Empathy and compassion in cinema are qualities that are at once easily felt and difficult to quantify, which poses a problem for film criticism. How can one say whether a film judges its characters and be sure that it’s not the viewer who’s the one passing judgement – i.e. succumbing to that exact same moralising impulse? More often than not, the claims of a film and/or its author loving or hating their characters implies that there’s a neat dramaturgical and formal recipe for humanism or misanthropy, rather than the acknowledgement that both qualities come in many different guises.

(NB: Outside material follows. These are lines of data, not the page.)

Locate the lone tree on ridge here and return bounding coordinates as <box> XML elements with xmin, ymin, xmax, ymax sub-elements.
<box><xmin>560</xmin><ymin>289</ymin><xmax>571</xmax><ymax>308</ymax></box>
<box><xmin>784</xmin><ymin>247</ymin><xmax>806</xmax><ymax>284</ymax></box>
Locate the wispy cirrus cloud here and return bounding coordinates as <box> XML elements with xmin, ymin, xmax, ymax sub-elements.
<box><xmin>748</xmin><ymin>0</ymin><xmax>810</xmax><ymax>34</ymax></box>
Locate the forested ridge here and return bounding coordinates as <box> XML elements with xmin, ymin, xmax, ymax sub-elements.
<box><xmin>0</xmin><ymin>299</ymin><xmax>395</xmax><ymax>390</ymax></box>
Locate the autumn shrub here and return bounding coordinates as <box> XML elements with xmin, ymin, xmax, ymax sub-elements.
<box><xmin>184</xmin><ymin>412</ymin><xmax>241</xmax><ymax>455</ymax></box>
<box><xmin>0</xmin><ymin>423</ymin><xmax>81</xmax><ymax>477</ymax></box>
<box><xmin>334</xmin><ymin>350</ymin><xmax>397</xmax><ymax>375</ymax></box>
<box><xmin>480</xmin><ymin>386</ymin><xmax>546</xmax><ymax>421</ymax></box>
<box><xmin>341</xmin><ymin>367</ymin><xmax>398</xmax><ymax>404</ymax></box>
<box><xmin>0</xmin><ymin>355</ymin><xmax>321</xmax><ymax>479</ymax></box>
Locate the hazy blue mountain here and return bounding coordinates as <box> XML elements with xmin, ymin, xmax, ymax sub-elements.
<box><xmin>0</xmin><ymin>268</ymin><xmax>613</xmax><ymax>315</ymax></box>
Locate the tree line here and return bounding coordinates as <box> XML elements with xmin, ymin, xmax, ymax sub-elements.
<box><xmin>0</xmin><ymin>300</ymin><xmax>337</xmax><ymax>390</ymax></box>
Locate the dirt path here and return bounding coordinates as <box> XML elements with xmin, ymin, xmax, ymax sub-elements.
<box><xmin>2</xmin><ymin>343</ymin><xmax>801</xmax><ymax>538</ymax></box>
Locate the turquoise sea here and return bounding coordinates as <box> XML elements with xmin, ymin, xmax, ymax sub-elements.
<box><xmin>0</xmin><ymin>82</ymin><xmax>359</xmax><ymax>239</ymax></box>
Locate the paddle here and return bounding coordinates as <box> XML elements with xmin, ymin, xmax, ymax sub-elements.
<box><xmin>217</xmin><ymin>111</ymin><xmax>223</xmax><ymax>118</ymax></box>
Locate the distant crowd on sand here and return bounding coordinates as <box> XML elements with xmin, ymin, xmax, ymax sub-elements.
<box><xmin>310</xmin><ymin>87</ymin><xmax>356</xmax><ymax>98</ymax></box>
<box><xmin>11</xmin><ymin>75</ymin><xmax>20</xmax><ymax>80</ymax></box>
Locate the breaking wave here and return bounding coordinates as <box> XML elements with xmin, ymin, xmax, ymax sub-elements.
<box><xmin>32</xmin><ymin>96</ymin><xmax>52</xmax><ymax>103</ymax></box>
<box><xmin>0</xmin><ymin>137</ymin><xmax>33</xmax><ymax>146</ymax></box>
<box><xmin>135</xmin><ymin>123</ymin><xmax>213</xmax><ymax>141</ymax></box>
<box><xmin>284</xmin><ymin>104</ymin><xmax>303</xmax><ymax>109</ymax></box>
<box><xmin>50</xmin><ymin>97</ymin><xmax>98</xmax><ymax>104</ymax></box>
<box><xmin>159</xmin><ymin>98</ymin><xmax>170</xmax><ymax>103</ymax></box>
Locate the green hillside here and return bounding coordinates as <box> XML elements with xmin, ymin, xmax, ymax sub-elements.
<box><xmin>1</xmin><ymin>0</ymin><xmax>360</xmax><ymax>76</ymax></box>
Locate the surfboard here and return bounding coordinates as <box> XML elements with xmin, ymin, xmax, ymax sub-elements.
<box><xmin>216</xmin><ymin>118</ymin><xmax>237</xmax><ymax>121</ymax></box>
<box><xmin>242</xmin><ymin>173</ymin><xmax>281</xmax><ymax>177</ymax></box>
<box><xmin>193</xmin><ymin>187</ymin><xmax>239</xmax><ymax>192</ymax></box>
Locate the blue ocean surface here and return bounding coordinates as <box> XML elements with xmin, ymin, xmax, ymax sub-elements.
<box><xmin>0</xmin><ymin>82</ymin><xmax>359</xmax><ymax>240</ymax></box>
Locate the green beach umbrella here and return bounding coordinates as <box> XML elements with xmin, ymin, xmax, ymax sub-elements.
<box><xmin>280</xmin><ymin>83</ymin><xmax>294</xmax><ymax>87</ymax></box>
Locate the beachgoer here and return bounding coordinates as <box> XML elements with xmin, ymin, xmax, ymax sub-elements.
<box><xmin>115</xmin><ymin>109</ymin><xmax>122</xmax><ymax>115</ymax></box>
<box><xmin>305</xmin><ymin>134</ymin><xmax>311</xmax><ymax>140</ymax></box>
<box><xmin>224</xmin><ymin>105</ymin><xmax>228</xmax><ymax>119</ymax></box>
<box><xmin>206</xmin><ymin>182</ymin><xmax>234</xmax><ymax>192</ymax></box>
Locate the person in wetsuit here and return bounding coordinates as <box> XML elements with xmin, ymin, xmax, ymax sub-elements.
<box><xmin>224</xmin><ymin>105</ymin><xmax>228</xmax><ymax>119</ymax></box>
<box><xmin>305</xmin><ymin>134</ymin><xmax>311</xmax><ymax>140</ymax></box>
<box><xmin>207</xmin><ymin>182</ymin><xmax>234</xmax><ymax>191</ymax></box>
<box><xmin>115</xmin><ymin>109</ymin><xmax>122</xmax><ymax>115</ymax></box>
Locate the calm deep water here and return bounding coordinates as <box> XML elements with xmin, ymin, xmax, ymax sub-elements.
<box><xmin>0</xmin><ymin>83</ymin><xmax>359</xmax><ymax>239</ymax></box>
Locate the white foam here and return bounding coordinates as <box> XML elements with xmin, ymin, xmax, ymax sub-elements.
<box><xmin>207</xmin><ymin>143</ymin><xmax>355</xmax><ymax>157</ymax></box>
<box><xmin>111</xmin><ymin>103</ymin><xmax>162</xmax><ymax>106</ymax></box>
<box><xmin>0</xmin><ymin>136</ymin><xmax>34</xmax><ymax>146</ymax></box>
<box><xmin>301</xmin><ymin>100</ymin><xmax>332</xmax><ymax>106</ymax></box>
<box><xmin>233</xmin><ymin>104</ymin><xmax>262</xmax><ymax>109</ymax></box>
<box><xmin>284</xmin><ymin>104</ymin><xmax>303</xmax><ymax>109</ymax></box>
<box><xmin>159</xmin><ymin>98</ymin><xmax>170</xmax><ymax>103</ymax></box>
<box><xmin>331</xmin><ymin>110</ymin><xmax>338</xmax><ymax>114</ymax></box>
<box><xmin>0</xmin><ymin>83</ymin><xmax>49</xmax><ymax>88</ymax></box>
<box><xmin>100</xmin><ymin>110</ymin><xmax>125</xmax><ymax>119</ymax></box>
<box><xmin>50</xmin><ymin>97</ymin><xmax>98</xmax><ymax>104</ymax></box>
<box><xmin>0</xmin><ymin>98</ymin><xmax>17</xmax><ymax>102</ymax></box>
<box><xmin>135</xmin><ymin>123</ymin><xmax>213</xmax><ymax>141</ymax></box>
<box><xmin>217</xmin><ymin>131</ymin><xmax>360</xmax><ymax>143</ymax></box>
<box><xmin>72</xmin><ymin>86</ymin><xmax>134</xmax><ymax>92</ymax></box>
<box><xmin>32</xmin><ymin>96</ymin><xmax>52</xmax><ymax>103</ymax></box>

Kazik Radwanski’s two features to date – 2012’s Tower and now How Heavy This Hammer – are svelte, threadbare character studies that serve as case studies for the above quandaries. Each film is energised by intriguing contradictions; they both focus claustrophobically on the kind of passive, lethargic, ‘unlikeable’ lead character that screenwriting manuals would tell you to steer away from; in Hammer it’s Erwin (Erwin Van Cottheim), a middle-aged family man who’s first seen avoiding his wife and two sons in favour of a simple-looking online strategy game, and who only becomes less responsive from there. On the other hand, Radwanski’s gaze is never less than alert, even kinetic; scavenging for telling micro-details in the faces and gestures of his subjects. And despite the resulting claustrophobia (the handheld camera almost never diverts from filming faces in tight close-ups), rarely does this visual strategy threaten to transform the world around these human subjects into an abstraction.
Hammer, in particular, is so profoundly and thoroughly Canadian that I initially had assumed Erwin’s accent (actually Flemish) had to be some kind of regional lilt I hadn’t heard before. A lovely scene that observes him on a rooftop pointing out the streets and landmarks below to his two sons gets at the heart of the film’s central dynamic, which involves a keen feel for a Toronto working-class milieu and a specificity of location, combined with a formal approach that hems close to the subjectivity of someone who often seems to yearn for nothing more than to block out the world around him.
Like Tower’s Derek, Erwin is fixated on animated graphics displayed on a screen, and it’s the synthetic imagery that seems as much of a balm for both characters as what these animations represent in their respective mediums. For Derek, it was a work-in-progress film project, though for Erwin, the game’s images become a textural element rather than a metaphor for his stasis (as was the case with Derek), as the expanse of the game’s pastoral imagery is often his (and our) only respite from the urban Toronto locations that form the backdrop of his stifling everyday routine.
It’s difficult to imagine the film without Van Cottheim, who’s a physiognomic marvel, with sad, kind eyes that transparently project the inner life necessary for such an otherwise inscrutable character to come alive. This is quite different from saying the film wouldn’t ‘work’ without him; he’s the kind of non-actor that only a filmmaker with genuine curiosity in people could structure an entire fictional feature around. Like a number of contemporary filmmakers of note – Amiel Courtin-Wilson, Nicolas Pereda, Sean Baker, Nathan Silver, Matías Piñeiro, to name a few – Radwanski makes films in which the boundaries between performer and actor are deliberately tenuous, and in which the fiction grows organically from the collaboration between director and performer.
So, does How Heavy This Hammer ‘judge’ Erwin for his (in)actions? The somewhat grandiose title, combined with the contrapuntal classical music cue that bookends the film, could indeed be interpreted as a sly joke at Erwin’s expense – certainly, if those kinds of ironies were all the film had to offer, it might easily be worthless. Yet Radwanski’s depiction of Erwin’s ordinariness is so concentrated and intense to the point that we’re led to see nothing but ourselves in his predicament. And that is as close to a concrete definition of empathetic filmmaking that I can offer.